O Meu Dia Das Mães
Hoje passei duas horas em meia sentada numa "Lojas Americanas", enquanto esperava as crianças se deliciarem sabe-se lá com que parte da imaginação, naquele lugar.
Depois de ali estar, os barulhos foram dando forma e significado a tudo.
Pensei que é este o retrato ideal de nosso tempo, ano 2013, século XXI. Músicas em diversos estilos reproduziam quase a mesma melodia, enquanto outros barulhos se acumulavam com as mesmas freqüências agudas e rasas e abafadas pela tecnologia.
É como se os sorrisos e se choro fossem um sinal saido de uma tela de TV de plasma; todos os chocolates e brinquedinhos com barulhinhos , onde todas as coisas que somadas são quase que só reproduções das revistas e das telas , cada uma com uma imagem que também não precisa ser ouvida, se misturando com a música e todos eram um pedaço do mesmo lugar.

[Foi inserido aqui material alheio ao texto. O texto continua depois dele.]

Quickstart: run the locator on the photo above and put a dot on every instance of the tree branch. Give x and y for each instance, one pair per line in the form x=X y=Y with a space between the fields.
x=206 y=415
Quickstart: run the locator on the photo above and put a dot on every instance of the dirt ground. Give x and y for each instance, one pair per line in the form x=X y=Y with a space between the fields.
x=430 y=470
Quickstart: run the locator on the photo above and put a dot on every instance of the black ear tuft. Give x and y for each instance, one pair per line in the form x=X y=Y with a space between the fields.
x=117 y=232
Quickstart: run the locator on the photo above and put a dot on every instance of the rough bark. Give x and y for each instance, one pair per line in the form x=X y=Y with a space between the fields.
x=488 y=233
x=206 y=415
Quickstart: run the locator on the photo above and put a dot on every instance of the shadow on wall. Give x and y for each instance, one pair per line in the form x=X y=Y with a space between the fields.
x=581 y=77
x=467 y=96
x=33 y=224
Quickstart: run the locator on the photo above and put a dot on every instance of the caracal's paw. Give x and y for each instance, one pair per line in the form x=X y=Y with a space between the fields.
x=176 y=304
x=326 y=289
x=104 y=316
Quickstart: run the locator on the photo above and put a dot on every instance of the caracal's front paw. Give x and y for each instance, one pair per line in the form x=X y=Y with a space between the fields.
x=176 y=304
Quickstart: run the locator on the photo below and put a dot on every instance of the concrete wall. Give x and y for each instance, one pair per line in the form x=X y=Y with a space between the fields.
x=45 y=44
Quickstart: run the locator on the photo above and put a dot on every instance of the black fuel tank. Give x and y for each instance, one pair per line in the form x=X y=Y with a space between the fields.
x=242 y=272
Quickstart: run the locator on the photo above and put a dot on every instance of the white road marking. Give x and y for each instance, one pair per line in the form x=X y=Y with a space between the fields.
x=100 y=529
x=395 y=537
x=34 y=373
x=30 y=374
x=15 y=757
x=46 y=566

Minha filha tocou “Pour Elise” num tecladinho de trinta centímetros, e era tão bonito ela saber tocar alguma coisa onde não se espera mais que bater em qualquer tecla. Beethoven sobressaia e a beleza do que ela sabia se perdia quando parecia, escondida que estava, não mais que o som programado numa caixinha de música chinesa.

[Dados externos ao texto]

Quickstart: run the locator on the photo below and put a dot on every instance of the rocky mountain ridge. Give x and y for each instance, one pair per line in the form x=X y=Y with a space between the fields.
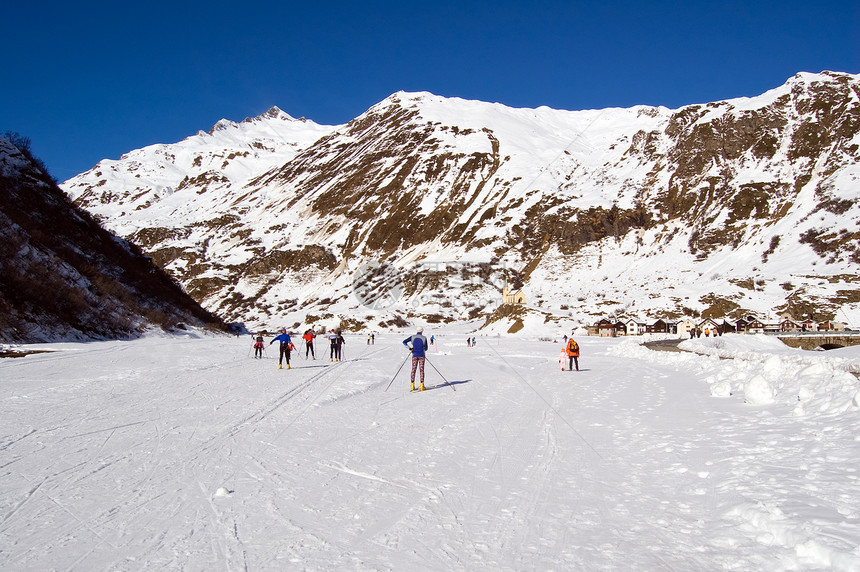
x=425 y=207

Eu pensei em um tempo medieval em que melodias também se repetiam, pensei em um tempo em que Bach escreveu novas notas e harmonias e a harmonia dos barulhos era intensa e se misturava com as pessoas , as freqüências eram profundas e não havia um significado em dinheiro para quase tudo, ou tudo. Os barulhos não deviam sufocar uma batida do coração, havia a importância do trovão e do escuro, e não havia um mundo dentro de retângulos planos .
Eu olho uma loja dessas e imagino quanto se ganha para trabalhar com todos aqueles barulhos aos domingos, dia das mães, perto de todas aquelas coisas arrumadas em prateleiras.
As coisas e os barulhos já não foram assim tão arrumados e eu acho que haverá um tempo diferente, em que estaremos numa freqüência mais rica de graves e agudos e choros e risos e talvez um nome e uma melodia sejam sinal de uma enorme singularidade e desarrumação.
Eu passei assim essas horas do meu dia das mães, sentada, olhando, dormindo com a cabeça debruçada sobre a mesa , enquanto as crianças brincavam de polícia e bandido e de esconder e dançavam funk e furavam as bolas, até que avisei que as câmeras as estavam filmando, porque é assim que a gente vive: nunca se sabe o quanto nos misturamos e temos que nos adequar às peças arrumadas de uma barulhenta, multicolorida e moderna loja hoje em dia.